あなたを傷つける人には。
ある日、学校へ行くと、クラスの全員が私と口をきかなくなった。
ある子は目を伏せ、ある子は明後日の方を見て。私は、その日から、いないものみたいな扱いをうけた。『集団無視』だ。
「なぜ?なぜだ」
理由のわからない不穏な空気。仲のよかった友達まで、隣の席の男子まで、固く口を結んでいた。
授業が始まり、隣の席の子と交流の時は、必要最低限に、笑顔もなく話す男子。何かに怯えるように。
休み時間に、いつも一緒に話していた友達は、来ない。教室の後ろで集まって、何やらヒソヒソと、時に笑い声まであげて。
それから1ヶ月、『集団無視』が続いた。
最初のうちは、辛くて悲しくて寂しくて、不穏な空気が気持ち悪くて仕方がなかった。
「なぜ?どうしてこんなことに?」
ばかりが頭を巡る。
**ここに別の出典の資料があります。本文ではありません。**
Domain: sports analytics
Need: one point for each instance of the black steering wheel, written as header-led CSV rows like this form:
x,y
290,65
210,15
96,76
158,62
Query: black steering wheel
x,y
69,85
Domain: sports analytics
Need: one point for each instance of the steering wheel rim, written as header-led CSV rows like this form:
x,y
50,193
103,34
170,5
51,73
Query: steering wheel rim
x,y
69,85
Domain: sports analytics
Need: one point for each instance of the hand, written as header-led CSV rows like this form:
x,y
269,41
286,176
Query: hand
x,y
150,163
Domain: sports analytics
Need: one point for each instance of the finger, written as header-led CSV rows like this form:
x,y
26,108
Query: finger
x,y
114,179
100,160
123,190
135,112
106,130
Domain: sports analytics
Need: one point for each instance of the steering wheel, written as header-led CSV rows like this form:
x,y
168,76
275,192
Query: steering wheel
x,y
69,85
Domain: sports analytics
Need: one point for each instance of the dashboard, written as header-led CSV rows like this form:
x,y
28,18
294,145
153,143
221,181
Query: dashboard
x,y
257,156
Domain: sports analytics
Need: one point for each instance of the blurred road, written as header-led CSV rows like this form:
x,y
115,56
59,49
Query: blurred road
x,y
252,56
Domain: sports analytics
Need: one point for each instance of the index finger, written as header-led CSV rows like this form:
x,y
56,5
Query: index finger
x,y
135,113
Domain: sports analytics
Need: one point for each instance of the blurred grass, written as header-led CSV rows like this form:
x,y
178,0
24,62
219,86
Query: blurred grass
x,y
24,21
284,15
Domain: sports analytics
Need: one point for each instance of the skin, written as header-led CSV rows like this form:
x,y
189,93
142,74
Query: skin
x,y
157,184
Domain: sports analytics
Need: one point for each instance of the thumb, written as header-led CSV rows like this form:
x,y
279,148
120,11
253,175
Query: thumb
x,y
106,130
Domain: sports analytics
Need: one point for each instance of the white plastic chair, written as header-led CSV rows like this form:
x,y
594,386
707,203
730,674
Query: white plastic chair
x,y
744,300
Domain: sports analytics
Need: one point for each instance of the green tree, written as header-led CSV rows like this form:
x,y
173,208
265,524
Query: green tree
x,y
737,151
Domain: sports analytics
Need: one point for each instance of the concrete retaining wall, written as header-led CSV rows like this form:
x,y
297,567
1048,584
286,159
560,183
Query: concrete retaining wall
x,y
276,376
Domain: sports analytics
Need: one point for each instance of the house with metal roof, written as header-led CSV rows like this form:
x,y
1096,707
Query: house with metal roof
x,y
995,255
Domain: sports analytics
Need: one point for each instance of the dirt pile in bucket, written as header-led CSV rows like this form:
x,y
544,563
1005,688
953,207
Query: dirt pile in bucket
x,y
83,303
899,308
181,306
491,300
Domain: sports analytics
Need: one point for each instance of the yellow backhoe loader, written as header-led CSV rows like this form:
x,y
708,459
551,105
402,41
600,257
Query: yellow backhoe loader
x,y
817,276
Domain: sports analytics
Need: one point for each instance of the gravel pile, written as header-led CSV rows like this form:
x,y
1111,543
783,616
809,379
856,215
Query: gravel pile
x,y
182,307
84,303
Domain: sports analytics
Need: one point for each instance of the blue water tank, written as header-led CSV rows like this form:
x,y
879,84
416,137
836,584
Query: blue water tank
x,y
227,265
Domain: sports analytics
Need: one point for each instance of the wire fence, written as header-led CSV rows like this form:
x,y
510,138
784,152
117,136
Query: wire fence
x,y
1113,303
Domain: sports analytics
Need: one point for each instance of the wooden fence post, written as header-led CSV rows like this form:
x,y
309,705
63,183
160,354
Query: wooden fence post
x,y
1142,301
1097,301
ともすればいつでも泣ける、ギリギリの顔で、教室にいた。
それでも、私は学校へ通った。
なぜなら、
と、家で姉たちや母が、その状況をボロくそに罵った。
「いつでも言いにいってやる!!」
母や姉たちのたくましさといったら。
学校に1人も友達がいなくても、家に帰れば守ってくれる人たちが、とてつもない勇気になった。私には、私を無視する子たちに、怒りをこめて罵ってくれる姉たちや母がいた。
味方がいた。
私はただ勉強するために、堂々と学校へ行った。『集団無視』されながら。
そのうちに、チラッとこそっと話かけてくれる子が出てきた。何かに隠れるように、コソッと話してくれる子。笑いかける子。
彼らは隠れていた。
「柊ちゃんを明日から無視しよ」と決めた、クラスのボス的存在の女子A、とその脇をかためるB およびC から。
ボスA は典型的な「いじめっ子」だった。
気に入らないことがあると、標的をさだめ、周りを従えて『集団無視』をする。通りすがりに筆箱を落として「ごめーん」みたいな嫌がらせを、楽しんでいるように見えた。周りは皆、標的にならないように、気をつけていた。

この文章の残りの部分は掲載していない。